Hunger in Laos vermeiden

Ernährungssicherheit und Bildung sichern Existenzen

In Laos leben viele Menschen von weniger als einem Dollar pro Tag. Doch mit einfachen Kniffen und etwas Unterstützung bauen sie sich eine Existenz auf.

Biodünger sorgt für bessere Erträge

Hungrig zu Bett zu gehen - das war viele Jahre Alltag für Perng Si. Die Reisernte des Kleinbauern aus Kampone im Norden Laos reichte einfach nicht aus. "Meine Familie und ich haben im Wald Wildgemüse gesammelt", erzählt er. Weil das aber alle aus seinem Dorf taten, war kaum etwas zu holen. Entsprechend groß war die Freude des Laoten, als er das erste Mal so viel Obst und Gemüse ernten konnte, dass noch ein bisschen zum Verkaufen übrig blieb. Umgerechnet 3 Euro Gewinn hat er gemacht. Für ihn eine große Summe.

2012 startete der Lutherische Weltbund (LWB) ein neues Entwicklungsprogramm im Distrikt Vieng Phouka und im Dorf Kampone. In Workshops lernten die Dorfbewohner neue Kniffe für den Gemüseanbau und erhielten Saatgut und Gartengeräte. Der LWB setzt dabei auf einfache, aber wirksame Methoden: Biodünger aus alten Pflanzenteilen herstellen zum Beispiel. Wenn man den Trick einmal kennt, wirkt er Wunder. Anstelle von teurem chemischen Dünger, der den Böden und der Gesundheit schadet, haben die Dorfbewohner jetzt eine einfache, günstige und gesunde Alternative. Das Gemüse wächst im wahrsten Sinn des Wortes in den Himmel. "Jetzt haben wir eine größere Vielfalt und die Kinder essen auch gern Gemüse", stellt Perng Si fest.

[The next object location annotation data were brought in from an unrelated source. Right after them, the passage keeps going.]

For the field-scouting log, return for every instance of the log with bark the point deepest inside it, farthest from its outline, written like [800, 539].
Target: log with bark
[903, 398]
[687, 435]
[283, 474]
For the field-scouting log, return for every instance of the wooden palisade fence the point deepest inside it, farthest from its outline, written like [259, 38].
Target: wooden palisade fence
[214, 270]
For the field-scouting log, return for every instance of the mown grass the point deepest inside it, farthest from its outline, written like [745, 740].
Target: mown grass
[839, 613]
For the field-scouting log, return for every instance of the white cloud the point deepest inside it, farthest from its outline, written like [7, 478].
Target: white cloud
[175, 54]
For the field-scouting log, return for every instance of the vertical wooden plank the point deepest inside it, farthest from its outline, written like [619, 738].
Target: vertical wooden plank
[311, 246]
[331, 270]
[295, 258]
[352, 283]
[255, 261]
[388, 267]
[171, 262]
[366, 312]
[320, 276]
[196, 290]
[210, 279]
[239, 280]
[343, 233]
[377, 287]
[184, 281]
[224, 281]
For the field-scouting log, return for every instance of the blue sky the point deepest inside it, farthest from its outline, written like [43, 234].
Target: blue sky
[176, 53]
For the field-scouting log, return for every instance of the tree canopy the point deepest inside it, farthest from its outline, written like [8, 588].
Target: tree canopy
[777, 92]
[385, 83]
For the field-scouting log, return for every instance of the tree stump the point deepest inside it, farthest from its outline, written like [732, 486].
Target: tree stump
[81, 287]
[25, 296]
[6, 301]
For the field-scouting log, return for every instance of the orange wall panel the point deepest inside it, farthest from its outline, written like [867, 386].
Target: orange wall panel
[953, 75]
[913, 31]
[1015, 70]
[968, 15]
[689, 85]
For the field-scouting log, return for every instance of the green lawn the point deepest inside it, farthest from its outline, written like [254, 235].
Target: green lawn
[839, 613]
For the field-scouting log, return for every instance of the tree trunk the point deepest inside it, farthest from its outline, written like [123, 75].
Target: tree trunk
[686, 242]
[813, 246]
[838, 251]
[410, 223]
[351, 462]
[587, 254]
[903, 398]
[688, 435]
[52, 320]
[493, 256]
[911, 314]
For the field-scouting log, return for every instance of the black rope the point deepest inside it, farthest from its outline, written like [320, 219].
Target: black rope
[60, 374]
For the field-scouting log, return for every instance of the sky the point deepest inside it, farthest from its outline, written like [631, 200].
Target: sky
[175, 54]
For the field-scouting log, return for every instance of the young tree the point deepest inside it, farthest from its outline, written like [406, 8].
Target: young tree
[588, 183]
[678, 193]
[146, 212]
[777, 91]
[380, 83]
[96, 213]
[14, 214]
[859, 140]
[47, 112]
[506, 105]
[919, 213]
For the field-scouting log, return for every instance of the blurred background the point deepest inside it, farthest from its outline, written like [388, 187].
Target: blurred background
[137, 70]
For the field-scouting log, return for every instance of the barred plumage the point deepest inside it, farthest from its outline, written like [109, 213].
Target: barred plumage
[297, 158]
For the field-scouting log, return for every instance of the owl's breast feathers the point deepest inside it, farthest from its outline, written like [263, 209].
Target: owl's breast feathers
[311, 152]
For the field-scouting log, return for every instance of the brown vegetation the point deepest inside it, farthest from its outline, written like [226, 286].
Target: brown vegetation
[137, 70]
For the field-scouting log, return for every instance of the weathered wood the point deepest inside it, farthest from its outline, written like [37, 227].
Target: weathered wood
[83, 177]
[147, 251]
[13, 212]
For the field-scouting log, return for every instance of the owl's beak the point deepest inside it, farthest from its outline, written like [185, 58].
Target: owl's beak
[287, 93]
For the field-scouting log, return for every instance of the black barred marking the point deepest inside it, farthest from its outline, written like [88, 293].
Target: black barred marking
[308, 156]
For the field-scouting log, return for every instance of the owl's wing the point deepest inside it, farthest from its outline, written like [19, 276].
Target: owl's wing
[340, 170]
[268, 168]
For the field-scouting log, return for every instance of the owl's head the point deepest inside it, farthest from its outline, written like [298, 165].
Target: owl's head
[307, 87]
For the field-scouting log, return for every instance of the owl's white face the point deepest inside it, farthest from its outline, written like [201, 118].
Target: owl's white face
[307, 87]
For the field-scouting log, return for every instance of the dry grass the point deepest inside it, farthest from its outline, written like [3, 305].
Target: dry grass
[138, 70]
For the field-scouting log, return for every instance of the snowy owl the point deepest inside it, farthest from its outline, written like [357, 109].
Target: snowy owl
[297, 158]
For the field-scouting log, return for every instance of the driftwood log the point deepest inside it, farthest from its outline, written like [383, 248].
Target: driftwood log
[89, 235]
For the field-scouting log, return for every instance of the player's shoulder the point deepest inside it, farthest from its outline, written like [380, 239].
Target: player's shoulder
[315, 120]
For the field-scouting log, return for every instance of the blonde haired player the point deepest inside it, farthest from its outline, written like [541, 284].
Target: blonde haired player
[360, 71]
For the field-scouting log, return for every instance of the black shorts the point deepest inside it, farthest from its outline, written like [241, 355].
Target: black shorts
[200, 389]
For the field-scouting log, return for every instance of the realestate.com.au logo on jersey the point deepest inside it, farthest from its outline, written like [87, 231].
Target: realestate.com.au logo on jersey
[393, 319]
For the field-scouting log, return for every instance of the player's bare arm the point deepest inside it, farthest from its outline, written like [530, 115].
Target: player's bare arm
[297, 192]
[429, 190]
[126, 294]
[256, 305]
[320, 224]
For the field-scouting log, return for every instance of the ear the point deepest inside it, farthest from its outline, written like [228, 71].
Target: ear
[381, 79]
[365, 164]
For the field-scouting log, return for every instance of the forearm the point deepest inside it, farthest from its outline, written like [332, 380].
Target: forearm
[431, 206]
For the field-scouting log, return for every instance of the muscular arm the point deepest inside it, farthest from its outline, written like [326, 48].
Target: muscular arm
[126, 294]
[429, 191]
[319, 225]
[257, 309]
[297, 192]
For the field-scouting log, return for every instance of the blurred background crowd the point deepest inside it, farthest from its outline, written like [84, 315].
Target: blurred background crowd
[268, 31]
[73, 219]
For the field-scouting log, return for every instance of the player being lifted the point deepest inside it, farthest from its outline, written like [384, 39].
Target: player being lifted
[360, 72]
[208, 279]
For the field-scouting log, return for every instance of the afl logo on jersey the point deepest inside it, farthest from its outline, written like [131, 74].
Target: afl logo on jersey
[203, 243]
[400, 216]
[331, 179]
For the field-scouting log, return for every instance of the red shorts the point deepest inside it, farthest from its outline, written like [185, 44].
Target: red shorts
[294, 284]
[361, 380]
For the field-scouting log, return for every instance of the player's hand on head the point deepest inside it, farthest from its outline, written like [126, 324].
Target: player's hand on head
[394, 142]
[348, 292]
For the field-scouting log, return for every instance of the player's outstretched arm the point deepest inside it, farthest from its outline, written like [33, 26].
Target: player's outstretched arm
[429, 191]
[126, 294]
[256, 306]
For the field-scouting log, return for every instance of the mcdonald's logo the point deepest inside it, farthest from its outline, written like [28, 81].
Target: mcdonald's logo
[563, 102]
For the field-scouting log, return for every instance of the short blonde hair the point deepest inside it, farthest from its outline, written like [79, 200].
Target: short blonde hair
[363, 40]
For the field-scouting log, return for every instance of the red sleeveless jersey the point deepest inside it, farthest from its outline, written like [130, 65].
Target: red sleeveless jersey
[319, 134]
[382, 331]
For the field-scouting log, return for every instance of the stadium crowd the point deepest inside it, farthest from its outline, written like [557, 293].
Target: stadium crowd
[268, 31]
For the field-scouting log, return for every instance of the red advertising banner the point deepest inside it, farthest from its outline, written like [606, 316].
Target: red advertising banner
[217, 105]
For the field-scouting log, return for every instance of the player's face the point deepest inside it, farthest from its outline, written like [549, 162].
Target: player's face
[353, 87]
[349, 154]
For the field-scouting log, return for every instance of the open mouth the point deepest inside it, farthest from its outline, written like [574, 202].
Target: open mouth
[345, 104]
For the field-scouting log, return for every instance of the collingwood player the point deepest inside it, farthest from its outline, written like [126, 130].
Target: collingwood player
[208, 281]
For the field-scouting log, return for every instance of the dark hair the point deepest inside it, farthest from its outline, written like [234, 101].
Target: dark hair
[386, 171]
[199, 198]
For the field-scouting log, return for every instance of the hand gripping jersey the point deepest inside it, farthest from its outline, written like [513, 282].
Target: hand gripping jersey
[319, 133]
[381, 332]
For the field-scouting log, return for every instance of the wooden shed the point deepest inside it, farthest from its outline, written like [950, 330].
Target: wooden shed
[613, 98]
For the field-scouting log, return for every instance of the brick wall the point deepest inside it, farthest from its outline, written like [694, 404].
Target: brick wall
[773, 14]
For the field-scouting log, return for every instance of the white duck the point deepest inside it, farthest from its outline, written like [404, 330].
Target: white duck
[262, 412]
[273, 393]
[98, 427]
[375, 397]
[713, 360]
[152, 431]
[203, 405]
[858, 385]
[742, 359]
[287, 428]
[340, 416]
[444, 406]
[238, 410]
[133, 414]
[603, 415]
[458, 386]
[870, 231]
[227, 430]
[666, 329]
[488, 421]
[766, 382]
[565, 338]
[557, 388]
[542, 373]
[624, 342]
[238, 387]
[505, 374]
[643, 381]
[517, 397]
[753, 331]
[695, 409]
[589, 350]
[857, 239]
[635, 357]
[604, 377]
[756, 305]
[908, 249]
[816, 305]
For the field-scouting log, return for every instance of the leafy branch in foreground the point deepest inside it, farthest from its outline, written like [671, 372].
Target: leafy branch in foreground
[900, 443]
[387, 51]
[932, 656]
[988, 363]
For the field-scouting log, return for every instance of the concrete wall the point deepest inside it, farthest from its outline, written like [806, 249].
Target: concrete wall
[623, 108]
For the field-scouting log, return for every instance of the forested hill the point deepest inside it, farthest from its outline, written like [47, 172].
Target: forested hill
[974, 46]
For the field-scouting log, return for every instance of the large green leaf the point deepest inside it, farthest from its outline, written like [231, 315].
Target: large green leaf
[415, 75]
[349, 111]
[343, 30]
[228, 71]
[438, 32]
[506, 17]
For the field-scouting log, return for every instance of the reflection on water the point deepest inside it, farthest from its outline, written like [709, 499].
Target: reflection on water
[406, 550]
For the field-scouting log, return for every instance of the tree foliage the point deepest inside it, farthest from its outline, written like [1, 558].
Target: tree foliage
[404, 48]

Schulsachen und Fahrräder für den Zugang zu Bildung

Neben der Arbeit im Ernährungsbereich ist Schulbildung ein weiterer Schwerpunkt der Arbeit des LWB. "So etwas sehe ich heute zum ersten Mal", rief Si Long freudig aus, als der LWB ihr eine gut gefüllte Schultasche für ihre Tochter übergab. In den abgelegenen Dörfern von Vieng Phouka leben vorwiegend Indigene. Si Long und ihre Tochter Mone gehören zu den Khmu. In deren traditionellem Lebensstil - Landwirtschaft, Jagd, Fischerei - spielt Bildung keine große Rolle, besonders nicht für Mädchen. Sie verlassen die Schule oft vorzeitig. Die Familie braucht ihre Arbeitskraft oder kann sich die Unterrichtsmaterialien schlicht nicht leisten. Schulbücher, Stifte, Hefte oder eine Schuluniform sind daher sehr wertvoll: "Meine Tochter ist darüber sehr glücklich. Ich habe ihr gesagt, sie soll sorgsam damit umgehen, damit sie die Sachen möglichst lange verwenden kann", berichtet Si Long.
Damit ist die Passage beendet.